If your baby is anything like mine, a toy has about a 48-hour lifespan before it becomes old news and is then simply a minor obstacle between him and the corner of the coffee table. (Occasionally we can revive a toy from the dead by hiding it for a week and then reintroducing it.)
Nevertheless, there is always a constant need for new toys. Your baby can track things now so he needs these. These are good to cuddle with, these are good for teething and this one plays “Are You Sleeping?” maddeningly over and over and is completely impossible to deactivate for half an hour. You’ll love it. Of course the stores are brilliant at placing toys right at stroller level so that each baby who passes can reach out and grab anything he or she wants, thus convincing me that this will be a new favorite toy when really the only object that can consistently fascinate my son is our dog’s disgusting food and water dishes.

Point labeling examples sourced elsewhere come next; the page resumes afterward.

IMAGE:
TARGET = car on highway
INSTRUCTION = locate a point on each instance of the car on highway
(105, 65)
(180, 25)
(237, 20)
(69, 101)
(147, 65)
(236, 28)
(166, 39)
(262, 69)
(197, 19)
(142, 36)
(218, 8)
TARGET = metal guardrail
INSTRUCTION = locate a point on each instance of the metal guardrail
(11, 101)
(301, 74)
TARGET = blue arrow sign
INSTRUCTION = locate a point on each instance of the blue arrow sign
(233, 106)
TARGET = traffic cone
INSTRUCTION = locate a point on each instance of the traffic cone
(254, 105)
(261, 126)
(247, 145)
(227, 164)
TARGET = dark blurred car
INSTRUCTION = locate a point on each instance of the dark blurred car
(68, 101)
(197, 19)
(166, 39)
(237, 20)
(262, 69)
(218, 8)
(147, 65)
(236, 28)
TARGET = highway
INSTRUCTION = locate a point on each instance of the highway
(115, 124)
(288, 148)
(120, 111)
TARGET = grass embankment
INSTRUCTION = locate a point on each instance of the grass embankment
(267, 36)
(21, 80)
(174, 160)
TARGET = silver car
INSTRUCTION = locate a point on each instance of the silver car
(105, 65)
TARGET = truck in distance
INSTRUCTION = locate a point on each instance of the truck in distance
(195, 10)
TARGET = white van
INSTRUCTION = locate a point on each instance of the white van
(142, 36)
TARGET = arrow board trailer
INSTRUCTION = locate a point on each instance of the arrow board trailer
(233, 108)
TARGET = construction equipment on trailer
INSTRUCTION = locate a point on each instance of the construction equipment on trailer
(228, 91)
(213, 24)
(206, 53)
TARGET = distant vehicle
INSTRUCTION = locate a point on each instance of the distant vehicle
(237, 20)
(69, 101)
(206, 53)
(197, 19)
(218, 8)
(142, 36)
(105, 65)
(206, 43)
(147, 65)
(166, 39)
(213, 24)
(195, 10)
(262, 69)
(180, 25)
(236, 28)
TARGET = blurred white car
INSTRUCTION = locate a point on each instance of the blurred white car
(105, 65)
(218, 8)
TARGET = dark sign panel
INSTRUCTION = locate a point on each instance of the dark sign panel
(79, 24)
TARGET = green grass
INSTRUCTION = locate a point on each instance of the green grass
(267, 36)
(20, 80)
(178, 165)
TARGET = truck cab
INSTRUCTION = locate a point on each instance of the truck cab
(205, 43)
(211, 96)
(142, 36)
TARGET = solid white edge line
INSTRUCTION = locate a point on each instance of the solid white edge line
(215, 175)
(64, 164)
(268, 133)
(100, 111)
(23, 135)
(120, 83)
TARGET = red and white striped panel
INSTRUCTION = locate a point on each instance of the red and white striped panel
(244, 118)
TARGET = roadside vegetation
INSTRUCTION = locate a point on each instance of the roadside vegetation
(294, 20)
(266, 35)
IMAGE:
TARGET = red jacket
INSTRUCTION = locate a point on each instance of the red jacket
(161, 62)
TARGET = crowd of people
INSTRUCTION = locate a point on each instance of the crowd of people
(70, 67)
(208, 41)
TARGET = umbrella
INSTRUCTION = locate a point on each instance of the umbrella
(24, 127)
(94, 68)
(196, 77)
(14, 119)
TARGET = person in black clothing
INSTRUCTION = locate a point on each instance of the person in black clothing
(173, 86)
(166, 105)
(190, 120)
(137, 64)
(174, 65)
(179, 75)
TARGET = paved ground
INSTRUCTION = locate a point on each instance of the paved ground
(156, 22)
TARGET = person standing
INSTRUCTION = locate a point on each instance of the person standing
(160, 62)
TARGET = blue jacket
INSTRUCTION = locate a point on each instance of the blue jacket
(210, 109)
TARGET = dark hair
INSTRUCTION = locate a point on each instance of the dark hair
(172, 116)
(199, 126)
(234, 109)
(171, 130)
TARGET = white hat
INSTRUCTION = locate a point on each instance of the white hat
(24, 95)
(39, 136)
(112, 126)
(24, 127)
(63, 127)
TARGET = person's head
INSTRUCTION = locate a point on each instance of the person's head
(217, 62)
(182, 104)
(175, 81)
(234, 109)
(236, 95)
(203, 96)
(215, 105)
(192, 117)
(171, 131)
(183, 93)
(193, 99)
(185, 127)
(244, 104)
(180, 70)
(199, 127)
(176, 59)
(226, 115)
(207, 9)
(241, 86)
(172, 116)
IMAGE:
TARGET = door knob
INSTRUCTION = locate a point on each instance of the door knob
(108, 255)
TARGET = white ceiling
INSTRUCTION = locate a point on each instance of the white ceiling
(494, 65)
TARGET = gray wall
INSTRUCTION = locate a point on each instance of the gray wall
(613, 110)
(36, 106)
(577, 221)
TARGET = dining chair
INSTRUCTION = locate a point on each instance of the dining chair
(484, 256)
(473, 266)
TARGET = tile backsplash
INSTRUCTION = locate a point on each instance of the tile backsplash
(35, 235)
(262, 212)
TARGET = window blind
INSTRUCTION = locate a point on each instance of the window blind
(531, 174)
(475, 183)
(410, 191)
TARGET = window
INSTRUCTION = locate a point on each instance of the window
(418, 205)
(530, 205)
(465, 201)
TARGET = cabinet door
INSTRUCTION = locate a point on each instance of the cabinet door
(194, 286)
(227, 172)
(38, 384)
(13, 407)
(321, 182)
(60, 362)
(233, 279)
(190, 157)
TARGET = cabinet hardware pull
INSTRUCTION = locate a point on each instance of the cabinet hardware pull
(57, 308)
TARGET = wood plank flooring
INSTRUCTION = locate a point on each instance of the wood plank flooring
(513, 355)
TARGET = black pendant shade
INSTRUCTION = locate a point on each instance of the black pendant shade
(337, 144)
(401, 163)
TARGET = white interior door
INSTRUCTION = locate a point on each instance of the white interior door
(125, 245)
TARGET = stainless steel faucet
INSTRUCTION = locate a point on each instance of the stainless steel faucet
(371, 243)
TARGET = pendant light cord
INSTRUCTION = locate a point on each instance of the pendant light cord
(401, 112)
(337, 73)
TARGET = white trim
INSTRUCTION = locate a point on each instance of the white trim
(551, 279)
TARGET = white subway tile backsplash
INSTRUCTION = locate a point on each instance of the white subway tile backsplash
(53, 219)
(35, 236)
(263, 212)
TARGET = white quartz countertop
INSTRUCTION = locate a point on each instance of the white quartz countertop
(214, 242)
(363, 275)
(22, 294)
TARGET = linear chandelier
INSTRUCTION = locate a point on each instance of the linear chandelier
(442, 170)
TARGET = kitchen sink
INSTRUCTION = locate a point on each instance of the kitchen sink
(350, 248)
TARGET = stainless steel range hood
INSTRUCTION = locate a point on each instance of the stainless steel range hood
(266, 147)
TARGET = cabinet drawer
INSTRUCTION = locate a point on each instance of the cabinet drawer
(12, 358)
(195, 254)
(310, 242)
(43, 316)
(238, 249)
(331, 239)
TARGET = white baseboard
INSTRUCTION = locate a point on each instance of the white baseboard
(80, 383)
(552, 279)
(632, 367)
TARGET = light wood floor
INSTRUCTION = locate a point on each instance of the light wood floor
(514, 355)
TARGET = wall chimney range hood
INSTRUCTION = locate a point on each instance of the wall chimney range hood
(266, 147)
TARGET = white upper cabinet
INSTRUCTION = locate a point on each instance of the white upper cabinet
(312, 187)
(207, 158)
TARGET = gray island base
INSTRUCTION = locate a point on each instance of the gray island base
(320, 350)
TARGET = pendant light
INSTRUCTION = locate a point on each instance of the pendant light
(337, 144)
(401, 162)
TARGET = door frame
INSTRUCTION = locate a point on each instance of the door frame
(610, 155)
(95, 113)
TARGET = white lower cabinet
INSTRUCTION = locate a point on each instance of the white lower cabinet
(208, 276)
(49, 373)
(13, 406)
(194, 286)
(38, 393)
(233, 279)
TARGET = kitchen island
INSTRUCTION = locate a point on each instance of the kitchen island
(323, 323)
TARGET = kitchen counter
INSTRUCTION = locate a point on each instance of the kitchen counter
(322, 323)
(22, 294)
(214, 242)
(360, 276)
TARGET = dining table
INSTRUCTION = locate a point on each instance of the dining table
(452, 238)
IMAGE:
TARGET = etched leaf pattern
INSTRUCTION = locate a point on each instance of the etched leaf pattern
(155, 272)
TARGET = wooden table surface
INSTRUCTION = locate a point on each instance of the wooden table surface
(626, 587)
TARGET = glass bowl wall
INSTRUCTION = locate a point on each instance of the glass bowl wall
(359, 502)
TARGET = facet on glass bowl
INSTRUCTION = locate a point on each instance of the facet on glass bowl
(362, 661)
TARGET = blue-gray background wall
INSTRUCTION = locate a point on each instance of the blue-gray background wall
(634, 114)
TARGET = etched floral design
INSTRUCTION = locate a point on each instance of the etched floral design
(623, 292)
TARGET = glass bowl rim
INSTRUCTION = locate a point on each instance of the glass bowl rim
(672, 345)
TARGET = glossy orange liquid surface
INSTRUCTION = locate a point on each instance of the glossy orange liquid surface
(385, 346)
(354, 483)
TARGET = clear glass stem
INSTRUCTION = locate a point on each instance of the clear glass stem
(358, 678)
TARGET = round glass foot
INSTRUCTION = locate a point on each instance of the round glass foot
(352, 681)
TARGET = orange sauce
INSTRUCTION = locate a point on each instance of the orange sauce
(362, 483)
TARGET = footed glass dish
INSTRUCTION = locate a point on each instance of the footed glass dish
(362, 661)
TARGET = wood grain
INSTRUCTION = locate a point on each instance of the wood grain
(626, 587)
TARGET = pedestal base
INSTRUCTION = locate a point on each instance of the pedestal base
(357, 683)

I have come to realize that many of the most effective “toys” (i.e. anything that keeps Elliott from climbing the bookshelves) are normal household objects. So here is a convenient consumer report on the top five extremely viable “toys” that, had I discovered them earlier, would have saved me at least $50.
Pros: They are light, durable and usually don’t contain sharp edges. And everyone has at least half a dozen pairs of shoes lying around that they never wear anymore. For me it’s a pair of Vans that were always one size too small. Plus I’m not a skateboarder.
Cons: Once a baby has developed a taste for shoes, he or she will seek out all shoes, including those that are worn often and are laden with dirt and sometimes gum.
4. Tupperware of any kind:
Pros: Don’t ask me why but if you put a small tupperware container on an 8-month old’s head, you’ve suddenly become Richard Pryor in your kids’ eyes. To Elliott there has never been nor could there ever be anything funnier than having a clear plastic rectangle fall off his head into his lap.
Cons: Easily blends into the floor and are thus forgotten about quickly.
Pros: After Elliott is done eating in his high chair, he has no interest in Cheerios or anything else edible that can be put in front of him to distract him. Give him an ordinary spoon and he’ll happily hit himself in the eye repeatedly for the next 20 minutes.
Cons: The eye poking.
2. Crispy Chow Mein Noodles container (unopened or 1/2 full):
Pros: They’re like $3 at Safeway and one can is good for 2 years and about 20 meals. The lid is fun to chew on, the container is brightly colored and it rolls awkwardly on the floor but is easy to grab.
Cons: If your kid has an inordinate number of teeth at an early age like mine does, the label has a tendency to peel when bitten and exposed to a metric ton of saliva making for the always fun question: “What did he eat that was blue?”
1. Gatorade bottle (sans label) 1/8 full.
Pros: I’m telling you Elliott can be calmed from a full-fledged meltdown or sent into a state of utter, chest-beating and squealing euphoria at the site of this. It’s fun to chew on, is virtually indestructible and, with the right amount of liquid left in it, it’s almost a perpetual motion machine and is, apparently, insanely fun to chase while crawling.
Cons: I never get to finish my Gatorade.